Asisten Pidana Khusus Kejati Jawa Barat Riyono mengatakan pengusutan itu dilakukan setelah diterbitkannya Surat Perintah Penyidikan Kepala Kejaksaan Tinggi Jawa Barat Nomor: Print-33/M.2/Fd.1/01/2023.

"Dugaan tindak pidana penyimpangan dalam pemberian kredit itu diduga terjadi dalam rentang waktu 2018 hingga 2021," kata Riyono dalam keterangannya di Bandung, Jawa Barat, Kamis.

Adapun menurutnya proses penyelidikan telah dilakukan sejak Desember 2022. Sejauh ini, kata dia, sudah ada delapan orang saksi yang diperiksa terkait dugaan korupsi tersebut, terdiri dari karyawan hingga pihak lainnya.

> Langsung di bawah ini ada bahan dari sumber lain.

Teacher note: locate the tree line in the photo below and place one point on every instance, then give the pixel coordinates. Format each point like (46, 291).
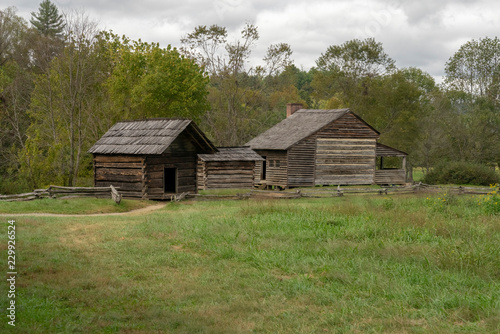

Dia menjelaskan, pemegang saham terbesar BPR Intan Jabar adalah Pemerintah Provinsi Jawa Barat, yakni sebesar 51 persen atau Rp44 miliar.

Kemudian Pemerintah Kabupaten Garut sebesar 39 persen atau senilai Rp34 miliar, dan Bank BJB sebesar 10 persen atau senilai Rp8,8 miliar.

"Namun pada tahun 2021, ketiga pemegang saham tidak mendapatkan deviden atas penyertaan modal tersebut," kata dia.

Selain itu, menurutnya para nasabah juga tidak bisa mengambil tabungan atau depositonya tanpa adanya alasan yang jelas dari BPR Intan Jabar.

"Hasil penyelidikan tim Pidsus Kejaksaan Tinggi Jawa Barat terhadap PT BPR Intan Jabar Kabupaten Garut, ditemukan penyaluran kredit fiktif dan kredit topengan di beberapa cabang PT BPR Intan Jabar Kabupaten Garut," kata Riyono.